I think it will help to fill in some of the missing causal elements in this picture. Suppose a classical economy at equilibrium, and understanding "growth" as growth in nominal GDP,
When growth and inflation are primarily driven by aggregate demand...
All else equal, a positive demand shock (rightward shift) leads to higher consumption (growth) and higher prices (inflation). These together imply both higher nominal and real output.
So: when growth/inflation are driven by demand, they are positively correlated with demand. Loosely, this means that GDP and prices are moving in real, not just nominal terms and are a sign that the economy will do well in the future. Bond returns will drop (through some combination of higher prices and lower coupon rates), since they are positively correlated with risk of default (among other things) and that risk is falling, in the aggregate.

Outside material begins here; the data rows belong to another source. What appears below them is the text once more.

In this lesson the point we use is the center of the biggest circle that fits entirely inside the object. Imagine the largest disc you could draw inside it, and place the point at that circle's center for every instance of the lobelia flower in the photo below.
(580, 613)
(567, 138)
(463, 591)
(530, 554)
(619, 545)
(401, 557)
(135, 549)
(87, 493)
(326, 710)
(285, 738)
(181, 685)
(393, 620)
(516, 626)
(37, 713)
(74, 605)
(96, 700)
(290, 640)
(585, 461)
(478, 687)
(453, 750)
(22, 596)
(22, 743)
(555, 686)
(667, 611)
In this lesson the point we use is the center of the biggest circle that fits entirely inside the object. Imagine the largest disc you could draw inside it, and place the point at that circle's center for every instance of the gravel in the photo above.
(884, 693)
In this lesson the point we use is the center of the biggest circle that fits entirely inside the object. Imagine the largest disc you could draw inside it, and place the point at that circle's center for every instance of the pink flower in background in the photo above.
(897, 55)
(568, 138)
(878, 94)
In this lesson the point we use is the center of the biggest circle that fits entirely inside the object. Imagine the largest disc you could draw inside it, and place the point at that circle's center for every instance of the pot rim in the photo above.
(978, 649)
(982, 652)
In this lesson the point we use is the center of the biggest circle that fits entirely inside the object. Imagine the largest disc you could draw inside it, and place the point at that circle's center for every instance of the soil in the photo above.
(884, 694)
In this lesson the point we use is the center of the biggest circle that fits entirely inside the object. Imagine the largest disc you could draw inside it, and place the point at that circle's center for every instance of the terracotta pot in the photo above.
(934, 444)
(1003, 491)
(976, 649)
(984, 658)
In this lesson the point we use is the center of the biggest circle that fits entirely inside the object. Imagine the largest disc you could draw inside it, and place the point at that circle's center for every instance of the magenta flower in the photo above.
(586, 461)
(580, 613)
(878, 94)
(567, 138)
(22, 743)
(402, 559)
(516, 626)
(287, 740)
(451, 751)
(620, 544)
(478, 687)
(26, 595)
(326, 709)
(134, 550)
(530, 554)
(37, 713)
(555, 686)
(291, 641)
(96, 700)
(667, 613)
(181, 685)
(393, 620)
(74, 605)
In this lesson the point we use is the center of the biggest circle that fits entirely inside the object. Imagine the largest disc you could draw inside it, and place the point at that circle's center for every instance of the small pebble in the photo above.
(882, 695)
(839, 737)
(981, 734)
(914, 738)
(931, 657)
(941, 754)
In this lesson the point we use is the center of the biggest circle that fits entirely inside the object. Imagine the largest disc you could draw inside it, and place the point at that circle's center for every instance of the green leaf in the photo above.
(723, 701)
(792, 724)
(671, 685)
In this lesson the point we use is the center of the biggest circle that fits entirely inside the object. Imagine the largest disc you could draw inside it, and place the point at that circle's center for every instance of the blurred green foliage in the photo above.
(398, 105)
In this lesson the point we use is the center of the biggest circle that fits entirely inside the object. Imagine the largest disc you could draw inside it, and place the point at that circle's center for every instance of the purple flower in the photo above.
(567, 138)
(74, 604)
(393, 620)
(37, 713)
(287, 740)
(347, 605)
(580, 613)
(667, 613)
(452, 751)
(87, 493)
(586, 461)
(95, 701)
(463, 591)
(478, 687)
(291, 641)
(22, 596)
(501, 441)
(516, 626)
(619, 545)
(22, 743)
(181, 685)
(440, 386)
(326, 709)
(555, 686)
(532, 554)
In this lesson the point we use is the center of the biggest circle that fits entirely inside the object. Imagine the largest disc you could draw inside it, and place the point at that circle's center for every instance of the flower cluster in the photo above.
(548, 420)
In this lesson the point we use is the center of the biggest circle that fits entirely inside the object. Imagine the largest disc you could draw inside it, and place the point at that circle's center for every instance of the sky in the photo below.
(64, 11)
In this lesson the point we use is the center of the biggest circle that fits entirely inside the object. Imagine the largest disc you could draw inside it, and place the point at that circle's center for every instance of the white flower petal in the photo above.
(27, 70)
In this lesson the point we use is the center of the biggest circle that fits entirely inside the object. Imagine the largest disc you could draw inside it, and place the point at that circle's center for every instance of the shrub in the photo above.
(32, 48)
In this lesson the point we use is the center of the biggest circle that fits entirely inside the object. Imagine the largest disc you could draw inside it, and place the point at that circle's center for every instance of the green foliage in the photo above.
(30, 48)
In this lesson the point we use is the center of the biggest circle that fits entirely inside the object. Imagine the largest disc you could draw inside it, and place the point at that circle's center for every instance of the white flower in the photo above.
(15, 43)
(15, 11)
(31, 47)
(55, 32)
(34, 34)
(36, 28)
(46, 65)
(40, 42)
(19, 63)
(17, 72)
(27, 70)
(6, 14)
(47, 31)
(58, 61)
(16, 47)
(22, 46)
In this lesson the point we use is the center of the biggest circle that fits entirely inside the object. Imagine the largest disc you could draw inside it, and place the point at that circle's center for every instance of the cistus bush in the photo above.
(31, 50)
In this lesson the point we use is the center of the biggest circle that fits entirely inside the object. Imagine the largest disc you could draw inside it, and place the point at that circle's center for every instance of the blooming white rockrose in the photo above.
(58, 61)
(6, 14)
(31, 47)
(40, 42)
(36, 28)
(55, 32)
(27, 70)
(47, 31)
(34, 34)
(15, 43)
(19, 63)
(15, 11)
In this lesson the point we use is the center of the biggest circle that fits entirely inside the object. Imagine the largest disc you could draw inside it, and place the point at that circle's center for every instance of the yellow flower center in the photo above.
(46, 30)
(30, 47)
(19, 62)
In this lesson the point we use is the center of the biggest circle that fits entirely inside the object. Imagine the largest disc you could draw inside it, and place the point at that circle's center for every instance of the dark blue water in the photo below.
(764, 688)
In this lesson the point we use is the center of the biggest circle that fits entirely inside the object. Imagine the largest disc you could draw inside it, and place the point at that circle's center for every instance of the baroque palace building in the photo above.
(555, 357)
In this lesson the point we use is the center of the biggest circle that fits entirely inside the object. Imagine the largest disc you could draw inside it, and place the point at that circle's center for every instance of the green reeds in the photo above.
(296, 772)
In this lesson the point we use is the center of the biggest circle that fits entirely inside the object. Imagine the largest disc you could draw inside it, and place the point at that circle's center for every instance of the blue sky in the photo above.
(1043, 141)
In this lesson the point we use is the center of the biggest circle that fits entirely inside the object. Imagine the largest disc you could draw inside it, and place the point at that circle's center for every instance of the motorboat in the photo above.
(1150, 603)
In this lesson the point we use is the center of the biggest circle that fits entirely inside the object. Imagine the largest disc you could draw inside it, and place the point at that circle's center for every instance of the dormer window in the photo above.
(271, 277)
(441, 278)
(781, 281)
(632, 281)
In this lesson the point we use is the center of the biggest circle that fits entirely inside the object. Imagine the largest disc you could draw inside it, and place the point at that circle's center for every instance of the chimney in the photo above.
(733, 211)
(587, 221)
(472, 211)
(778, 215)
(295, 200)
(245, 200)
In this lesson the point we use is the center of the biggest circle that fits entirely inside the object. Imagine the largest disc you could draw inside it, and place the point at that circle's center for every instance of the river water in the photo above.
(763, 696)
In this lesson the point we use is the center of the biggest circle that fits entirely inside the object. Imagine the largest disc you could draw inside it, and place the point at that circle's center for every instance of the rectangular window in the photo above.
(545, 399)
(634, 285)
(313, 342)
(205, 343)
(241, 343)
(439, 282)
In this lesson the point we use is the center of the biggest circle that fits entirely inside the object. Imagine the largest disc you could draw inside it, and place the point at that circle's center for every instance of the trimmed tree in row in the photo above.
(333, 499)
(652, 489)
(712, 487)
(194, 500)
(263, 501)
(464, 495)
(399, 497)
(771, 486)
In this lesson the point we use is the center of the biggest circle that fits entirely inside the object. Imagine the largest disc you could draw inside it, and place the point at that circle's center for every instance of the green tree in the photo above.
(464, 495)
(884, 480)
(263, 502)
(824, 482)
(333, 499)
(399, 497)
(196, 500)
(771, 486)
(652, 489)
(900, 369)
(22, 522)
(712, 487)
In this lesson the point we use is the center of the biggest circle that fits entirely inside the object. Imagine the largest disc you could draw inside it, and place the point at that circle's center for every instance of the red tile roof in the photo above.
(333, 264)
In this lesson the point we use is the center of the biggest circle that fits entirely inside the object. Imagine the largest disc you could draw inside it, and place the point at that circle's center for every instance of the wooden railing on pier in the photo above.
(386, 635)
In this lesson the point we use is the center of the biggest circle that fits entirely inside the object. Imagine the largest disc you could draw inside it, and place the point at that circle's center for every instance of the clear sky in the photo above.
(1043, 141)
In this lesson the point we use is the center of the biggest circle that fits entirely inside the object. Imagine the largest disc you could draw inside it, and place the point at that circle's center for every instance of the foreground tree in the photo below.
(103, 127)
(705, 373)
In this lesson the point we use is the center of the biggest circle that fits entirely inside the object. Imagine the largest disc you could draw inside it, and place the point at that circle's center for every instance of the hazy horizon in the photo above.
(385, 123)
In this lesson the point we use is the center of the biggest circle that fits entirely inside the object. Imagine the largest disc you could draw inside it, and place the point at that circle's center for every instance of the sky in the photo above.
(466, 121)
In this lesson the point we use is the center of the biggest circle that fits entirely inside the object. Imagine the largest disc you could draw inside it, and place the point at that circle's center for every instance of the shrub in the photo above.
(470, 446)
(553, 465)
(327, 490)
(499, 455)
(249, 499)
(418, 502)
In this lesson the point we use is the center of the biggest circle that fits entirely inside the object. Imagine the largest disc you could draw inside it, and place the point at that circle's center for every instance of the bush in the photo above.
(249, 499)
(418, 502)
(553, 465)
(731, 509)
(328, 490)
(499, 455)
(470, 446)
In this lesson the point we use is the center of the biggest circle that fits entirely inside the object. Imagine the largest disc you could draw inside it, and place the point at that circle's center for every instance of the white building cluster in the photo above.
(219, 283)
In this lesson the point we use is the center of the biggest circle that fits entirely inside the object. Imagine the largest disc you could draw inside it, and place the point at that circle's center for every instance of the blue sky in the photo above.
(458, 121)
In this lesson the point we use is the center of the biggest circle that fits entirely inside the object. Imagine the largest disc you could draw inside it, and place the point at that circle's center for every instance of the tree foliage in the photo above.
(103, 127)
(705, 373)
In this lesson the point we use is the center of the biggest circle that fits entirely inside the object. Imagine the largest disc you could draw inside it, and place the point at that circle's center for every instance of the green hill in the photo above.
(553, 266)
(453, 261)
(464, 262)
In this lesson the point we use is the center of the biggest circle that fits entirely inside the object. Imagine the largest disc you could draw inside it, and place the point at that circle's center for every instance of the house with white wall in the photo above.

when growth and inflation are primarily driven by aggregate supply...
The opposite is true here. When supply drives growth, it does so by shrinking. A negative supply shock (leftward shift) reduces consumption (contraction) and raises prices (inflation). Real output falls, while nominal GDP may rise or fall depending on how high the induced inflation is.
So: when growth/inflation are driven by supply, they are negatively correlated with supply. Notice that it is no longer the case that GDP and prices move in real terms*. While it is mathematically feasible that real output falls but prices rise so high that nominal GDP rises, this is unlikely to happen in the absence of other indicators that show that the overall economic outlook is bad (e.g., high unemployment). Therefore this is a sign that the economy will not do well in the future. Bond returns will rise because they are positively correlated with risk, and in the aggregate, things are looking risky.
*What I mean by this is just that it's less clear that more nominal GDP == more real GDP; it could be that more nominal GDP == less real GDP.